O trabalho de Yates é incomparavelmente superior:
contarei a seguir a dramática história de Eleni. Hoje,
porém, a propósito destes dois filmes, lembro uma fotografia de
Manuel Roberto, de uma criança que encontrou em Chiahanga, em 1994,
num centro educacional para meninos de rua: o PRISIONEIRO Nº 59018,
que deixou de ser o menino de sua mãe para se tornar «Propriedade
do Governo»...
Manuel Roberto é natural de Moçambique. Nascido em
1966, iniciou-se no jornalismo no semanário Domingo
(fundado por Ricardo Rangel, uma figura de referência do
fotojornalismo moçambicano), e é actualmente repórter do jornal
Público.
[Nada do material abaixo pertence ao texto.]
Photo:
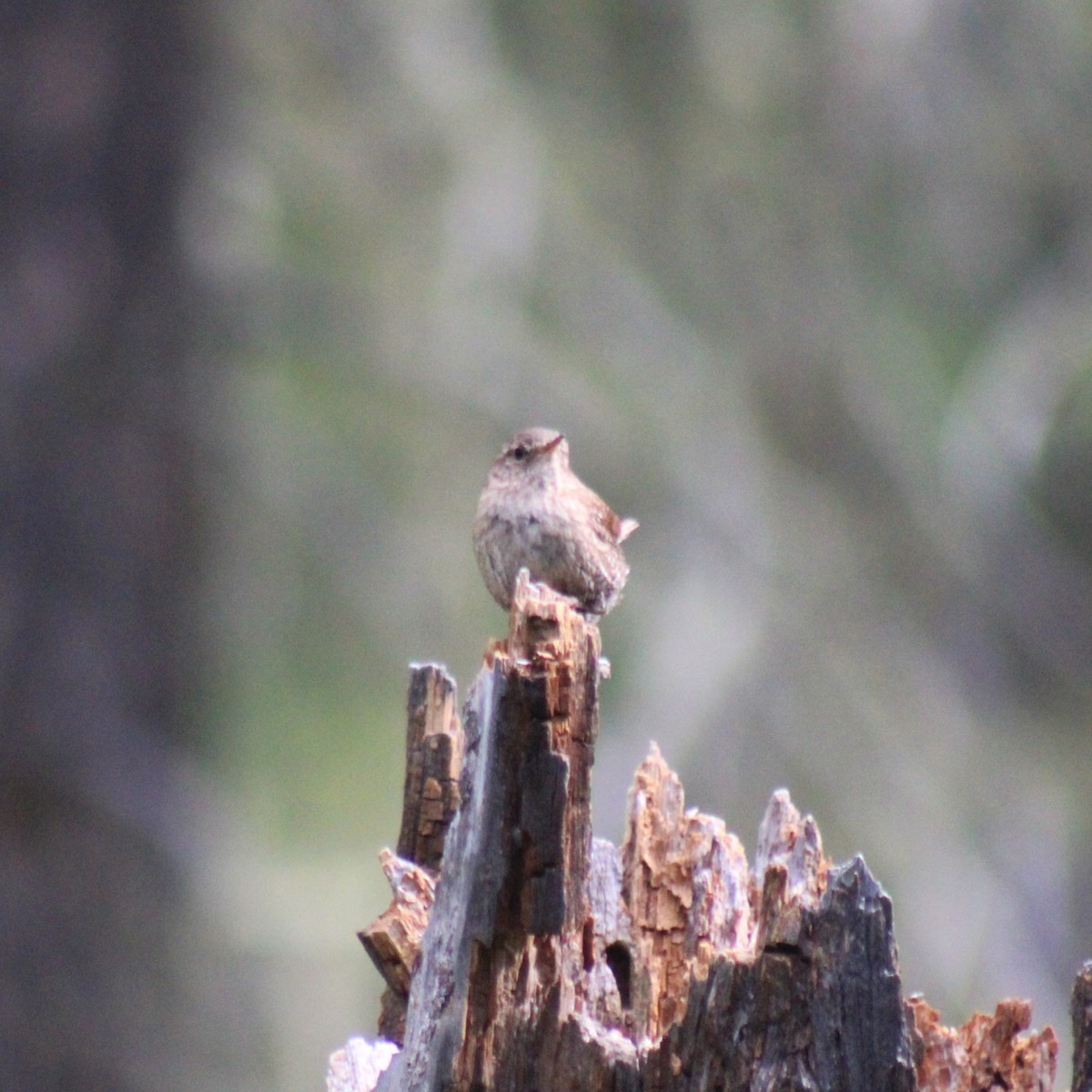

Autodidacta, o seu modelo é Josef Koudelka, o
fotógrafo checoslovaco naturalizado francês que se tornou célebre
com as suas reportagens sobre a Primavera de Praga. Com a passagem
dos anos, a sua história do pequeno de Chiahanga cruzar-se-á ainda
muitas vezes, talvez, com as de Eleni de A Guerra Selvagem
e Irene Papas de O Capitão Corelli. Certamente, para
lembrar também que, com a passagem dos anos, podemos adiar muitas
coisas (quase tudo), menos o amor. Muito menos o amor de mãe!